An "Organized" Nightmare

I'm guessing you've probably worked in a database that has hundreds or thousands of database objects:

lots-of-tables

I often come across this in applications where for one reason or another someone decides that there is no need to separate apps into different databases; why bother creating different databases when you can have lots of different schemas to organize your objects instead!? (*cough* vendor applications *cough*).

The problem with these enormous lists of tables, procedures, functions, etc... is that it can get pretty tiring to scroll through them to find what you need.

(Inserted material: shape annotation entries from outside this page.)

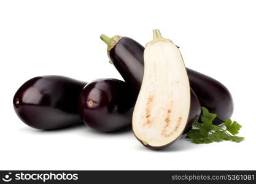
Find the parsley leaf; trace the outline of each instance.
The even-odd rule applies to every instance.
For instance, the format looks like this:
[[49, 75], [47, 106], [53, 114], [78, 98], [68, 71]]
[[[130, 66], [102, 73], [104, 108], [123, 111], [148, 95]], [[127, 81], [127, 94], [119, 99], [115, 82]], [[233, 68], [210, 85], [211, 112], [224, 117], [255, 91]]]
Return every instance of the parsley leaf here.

For years I wore down my mouse's scroll wheel, scrolling between thousands of objects across multiple server instances.  As it turns out, SSMS has a much better feature for handling this problem.

Filtering Objects in SSMS

You can apply filters to most objects in SSMS by right clicking and choosing "Filter Settings":

filter-settings

You can filter on attributes such as name, schema, create date, etc...:

filter-settings-dialog

For example, if I want to see only tables that are in the Travel schema, all I have to do is create a filter:

FILTER-SETTINGS-DIALOG-FILLED-IN-1

SSMS will even tell me that my list of objects is filtered so I don't go crazy later on wondering where all of my other tables went.

FILTERED-TABLES

Limitations

There are a few limitations with using SSMS object filters though.

For example, the different filter attributes work together as if they had "AND" operators between them, so you can do something like filter on tables in the Travel schema that contain the letter "a":

and-filter

However, there is no way to write multiple conditions with OR logic (eg. you can't filter on the schemas "Travel" OR "Lodging").

And while SSMS will indicate that your objects are filtered, it won't persist that filter after restarting SSMS.

Even with those drawbacks, I've used this filtering feature at least once per week since learning about it; it saves a lot of time and I can't believe I went so long without knowing about it.